Inspections, Compliance, Enforcement, and Criminal Investigations
Hebron International, Inc. 27-Sep-06
Department of Health and Human Services
Public Health Service
Atlanta District Office
September 27, 2006
VIA FEDERAL EXPRESS
Hebron International, Inc.
5285 Buford Highway
Atlanta, GA 30340
Dear Mr. Lee:
During an investigation of your firm located in Atlanta, Georgia on May 5-12, 2005, investigators from the united States Food and Drug Administration (FDA) determined that your firm distributes piano (non-corrective or zero-powered) tinted contact lenses.
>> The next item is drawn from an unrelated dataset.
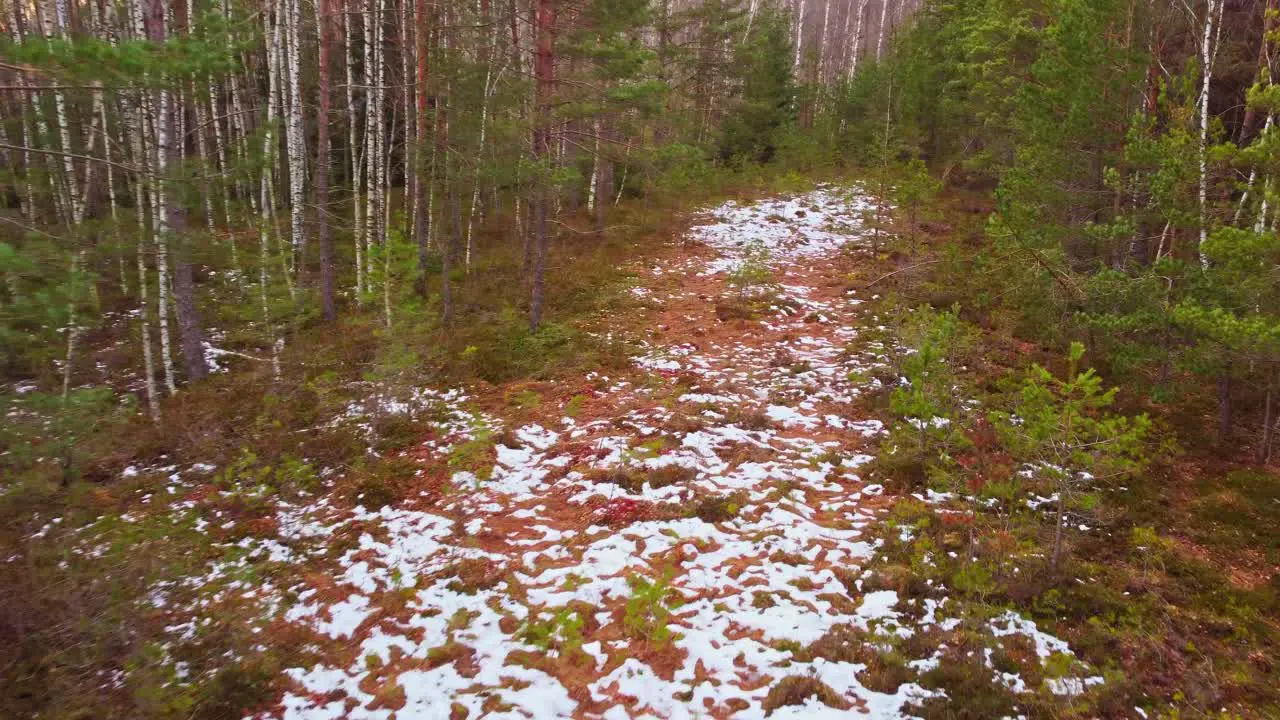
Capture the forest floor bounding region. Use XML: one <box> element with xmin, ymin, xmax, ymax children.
<box><xmin>82</xmin><ymin>186</ymin><xmax>1102</xmax><ymax>720</ymax></box>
This investigation determined that your firm distributes a variety of. piano lens products under several brand names such as [redacted], and [redacted]. These lenses were manufactured by [redacted] in [redacted]. FDA has determined that these lenses are being sold to retail establishments such as flea markets, gas stations, beauty shops, clothing stores, and beauty supply stores without requiring any evidence of proper fitting or other eye care professional involvement.
As you may be aware, Public Law 109-96 was enacted into law on November 9, 2005, deeming all contact lenses to be devices under section 201(h) of a United States law, the Federal Food, Drug, and Cosmetic Act (the Act) [21 U.S.C. 321(h)]. The Act requires that manufacturers of medical devices that are not exempt obtain marketing approval or clearance for their products from the FDA before they may offer them for sale. This helps protect the public health by ensuring that newly introduced devices are safe and effective or substantially equivalent to other devices already legally marketed in this country for which approval is not required.
The lenses distributed by your firm have been cleared by FDA for prescription use only. Therefore, because these devices are being sold without the order of a licensed practitioner, they are misbranded under section 502tf)(1) of the Act, 21 U.S.C. § 352(f)(1) in that their labeling fails to bear adequate directions for use as required by 21 C.F.R. § 801.5 and the devices do not meet the requirements for an exemption from section 502(f)(1) under 21 C.F.R. § 801.109 and 801.110.
You should take prompt action to correct the violations addressed in this letter. Failure to promptly correct these violations may result in regulatory action being initiated by the Food and Drug Administration without further notice. These actions include, but are not limited to, seizure, injunction, and/or civil money penalties. Also, federal agencies are advised of the issuance of all Warning Letters about devices so that they may take this information into account when considering the award of contracts.
Please notify this office in writing within fifteen (15) working days from the date you receive this letter of the specific steps you have taken to correct the noted violations, including an explanation of how you plan to prevent these violations, or similar violations, from occurring again. Include documentation of the corrective action you have taken. If your planned corrections will occur over time, please include a timetable for implementation of those corrections. If corrective action cannot be completed within 15 working days, state the reason for the delay and the time within which the corrections will be completed.
Your response should be sent to Philip S. Campbell, Compliance Officer, at the address noted in the letterhead. You may contact Mr. Campbell at (404) 253-1280 if you wish to set up a meeting at the district office to further discuss these issues.
Finally, you should know that this letter is not intended to be an all-inclusive list of the violations at your facility. It is your responsibility to ensure compliance with applicable laws and regulations administered by FDA. You should investigate and determine the causes of the violations, and take prompt actions to correct the violations and to bring your products into compliance.